While the beneficial side of these enhancements is relatively clear, each addition or enhancement of technology makes the university community more dependent on computing support staff.
Until this past July, Nicholls has functioned through an outdated support structure for technology. More specifically, we have maintained two separate organizational structures: one each for the academic side of the house and one for administrative support. With both staffs being overwhelmed by the implementation of new software and systems, it has been progressively apparent that the old structure did not work.
As such, the university has reorganized its available computing resources and created a single Information Technology Division that encompasses all IT functions. These include: academic computing, telecommunications and networking, enterprise systems/administrative computing, special IT projects and computer set-up and maintenance.
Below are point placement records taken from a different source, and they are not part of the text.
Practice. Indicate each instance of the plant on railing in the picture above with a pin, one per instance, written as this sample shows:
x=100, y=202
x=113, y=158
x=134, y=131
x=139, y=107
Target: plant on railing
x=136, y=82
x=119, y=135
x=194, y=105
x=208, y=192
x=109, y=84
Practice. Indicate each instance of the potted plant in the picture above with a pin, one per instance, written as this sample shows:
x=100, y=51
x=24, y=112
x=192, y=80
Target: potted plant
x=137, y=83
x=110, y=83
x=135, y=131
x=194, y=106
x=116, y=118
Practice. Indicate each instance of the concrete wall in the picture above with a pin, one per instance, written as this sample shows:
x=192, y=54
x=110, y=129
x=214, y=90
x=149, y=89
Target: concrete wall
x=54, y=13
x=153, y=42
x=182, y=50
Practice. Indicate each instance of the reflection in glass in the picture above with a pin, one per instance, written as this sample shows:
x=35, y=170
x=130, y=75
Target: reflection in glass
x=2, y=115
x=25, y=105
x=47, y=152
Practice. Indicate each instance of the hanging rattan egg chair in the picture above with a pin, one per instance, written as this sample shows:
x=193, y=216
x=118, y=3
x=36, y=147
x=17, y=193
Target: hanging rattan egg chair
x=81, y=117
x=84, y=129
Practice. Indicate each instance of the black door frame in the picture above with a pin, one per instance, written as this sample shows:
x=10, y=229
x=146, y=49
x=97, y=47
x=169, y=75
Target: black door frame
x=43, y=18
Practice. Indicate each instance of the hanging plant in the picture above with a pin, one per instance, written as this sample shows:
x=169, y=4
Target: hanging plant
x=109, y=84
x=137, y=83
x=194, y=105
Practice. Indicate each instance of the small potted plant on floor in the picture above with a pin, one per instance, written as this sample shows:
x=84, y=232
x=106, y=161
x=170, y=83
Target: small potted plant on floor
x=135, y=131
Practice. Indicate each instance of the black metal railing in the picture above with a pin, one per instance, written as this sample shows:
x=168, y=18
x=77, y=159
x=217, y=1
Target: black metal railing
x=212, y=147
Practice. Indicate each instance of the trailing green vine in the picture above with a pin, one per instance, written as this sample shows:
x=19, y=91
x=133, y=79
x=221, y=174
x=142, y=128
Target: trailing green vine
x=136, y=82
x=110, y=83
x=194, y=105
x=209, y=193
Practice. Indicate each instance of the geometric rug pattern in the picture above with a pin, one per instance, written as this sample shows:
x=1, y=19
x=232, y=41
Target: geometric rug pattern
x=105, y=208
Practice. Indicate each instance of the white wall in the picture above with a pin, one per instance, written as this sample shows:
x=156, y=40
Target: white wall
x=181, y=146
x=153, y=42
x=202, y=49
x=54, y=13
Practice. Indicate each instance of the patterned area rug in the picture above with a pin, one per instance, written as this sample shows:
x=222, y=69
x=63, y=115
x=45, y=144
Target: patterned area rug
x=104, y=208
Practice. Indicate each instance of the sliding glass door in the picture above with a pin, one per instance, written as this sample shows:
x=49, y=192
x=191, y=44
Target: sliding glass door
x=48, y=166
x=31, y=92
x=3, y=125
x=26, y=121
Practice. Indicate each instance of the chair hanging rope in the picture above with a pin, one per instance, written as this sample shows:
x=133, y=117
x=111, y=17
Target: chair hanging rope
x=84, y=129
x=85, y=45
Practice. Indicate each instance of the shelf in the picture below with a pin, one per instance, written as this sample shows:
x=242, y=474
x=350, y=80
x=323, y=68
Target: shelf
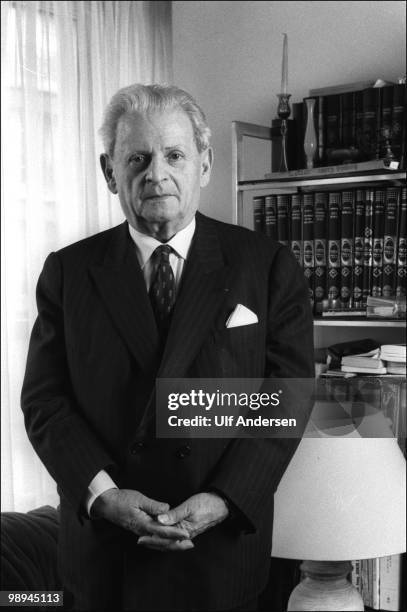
x=357, y=322
x=256, y=185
The duties of the existing staff have been aligned to reflect the new organizational structure and salaries have been adjusted accordingly. The former computing staff, which involved twenty four positions, has been reduced by five positions, or by twenty percent, to nineteen positions against staffing of FY 2009. While there have been salary increases with this restructuring, the overall savings to the university is $116,663 against previous staffing levels.
The university will continue its efforts to manage the growth of the IT function in terms of staff support. However, it is clear that with every passing month we are adding computers, network devices, security cameras, wireless internet connections and servers, etc. And, each addition increases the university’s dependence on that technology and the staff who support it.